The structure of the brain is another source of distortions. Recent advances in brain science have begun to provide some insight into how the brain functions, and they have substantiated Hume's contention that reason is the slave of passion. The idea of a disembodied intellect or reason is a figment of our imagination. The brain is bombarded by millions of sensory impulses but consciousness can process only seven or eight subjects concurrently. The impulses need to be condensed, ordered and interpreted under immense time pressure, and mistakes and distortions can't be avoided.

Brain science adds many new details to my original contention that our understanding of the world in which we live is inherently imperfect."

--George Soros, "General Theory of Reflexivity," Financial Times

"Group stink" is multiplying -- in the canyons of Wall Street where so many investors and traders worship at the altar of price momentum; in the coding of machines and their algorithms; in the leveraged and unleveraged market ETFs that have garnered so much popularity; and in the herd-like opinions of commentators and the legions of talking heads who parade their views daily in our business media platforms.

Group stink has gotten so pervasive that it now can be seen as the ultimate form of George Soros' reflexivity theory, which attempts to link the nature of relationship between the mode of thinking with actual events.

It was through the study of Viennese-born Karl Popper's "The Open Society and Its Enemies" that enabled Soros to explain and predict events better than most. And it was that theory and framework that allowed Soros to anticipate the 2008-2009 crisis and deal with it when it finally struck.

In "The Alchemy of Finance," Soros' seminal book, he observes that the view of the world by market participants is always partial and distorted. This group stink is incorporated in his principle of fallibility and the distorted views (e.g., bullishness) that can influence our decisions and lead to inappropriate actions; it is the core principle of reflexivity:

"It is generally recognized that the complexity of the world in which we live exceeds our capacity to comprehend it. I have no great new insights to offer. The main source of difficulties is that participants are part of the situation they have to deal with.

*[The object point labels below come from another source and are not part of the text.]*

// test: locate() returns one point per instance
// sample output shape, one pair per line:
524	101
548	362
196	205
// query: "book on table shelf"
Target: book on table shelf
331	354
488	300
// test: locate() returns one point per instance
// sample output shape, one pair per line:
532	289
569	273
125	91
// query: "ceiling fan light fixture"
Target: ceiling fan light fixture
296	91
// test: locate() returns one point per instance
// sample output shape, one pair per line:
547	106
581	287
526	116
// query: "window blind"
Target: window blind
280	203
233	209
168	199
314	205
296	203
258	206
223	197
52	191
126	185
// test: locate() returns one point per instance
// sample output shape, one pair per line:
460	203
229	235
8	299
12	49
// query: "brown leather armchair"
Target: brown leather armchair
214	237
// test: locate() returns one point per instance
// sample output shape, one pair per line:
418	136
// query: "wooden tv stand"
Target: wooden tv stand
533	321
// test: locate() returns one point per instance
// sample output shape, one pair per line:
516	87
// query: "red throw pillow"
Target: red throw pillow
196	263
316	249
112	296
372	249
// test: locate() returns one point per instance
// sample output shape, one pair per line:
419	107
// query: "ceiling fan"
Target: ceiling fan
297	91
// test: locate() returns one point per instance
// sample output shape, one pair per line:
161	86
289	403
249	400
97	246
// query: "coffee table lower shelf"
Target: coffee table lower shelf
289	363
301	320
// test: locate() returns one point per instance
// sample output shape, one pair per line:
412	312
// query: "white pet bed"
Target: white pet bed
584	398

Confronted by a reality of extreme complexity we are obliged to resort to various methods of simplification-generalizations, dichotomies, metaphors, decision-rules, moral precepts, to mention just a few. These mental constructs take on an existence of their own, further complicating the situation."

Closed society and group stink tends to be dogmatic; open society has a more critical tone.

Group stink is a reflexive feedback loop. It is a vain pursuit of certainty, often falsified by testing or the idea of a new paradigm in valuation. In our markets it has led to a state of uber and almost perma-bullishness over the last few years as the irrational may have been rationalized in a world of fake news. To use Soros' terms, they might claim to be in possession of the truth, but they may be making a false claim.

The bullish feedback loop has become self-reinforcing, but it cannot go on forever because eventually the participants' views will become so far removed from objective reality that the participants ultimately will need to recognize them as unrealistic.

Today's machine- and algo-aided dynamic disequilibrium or fertile fallacies, whereby the interpretation of reality is distorted, have had what Soros calls a manipulative function and a positive feedback loop that has produced market results that have reinforced those distortions.

Market participants' perceptions and reality progressively may have produced a far-from-equilibrium condition, leading to a climax early yesterday afternoon and a move that shortly will be going in the opposite direction in a self-correcting negative feedback process that brings the market back down and closer to a reflection of the reality I see in the real economy.

As George Soros wrote in "The Alchemy of Finance":

"The alchemists made a mistake in trying to change the nature of base metals by incantation. Instead, they should have focused their attention on the financial markets where they could have succeeded."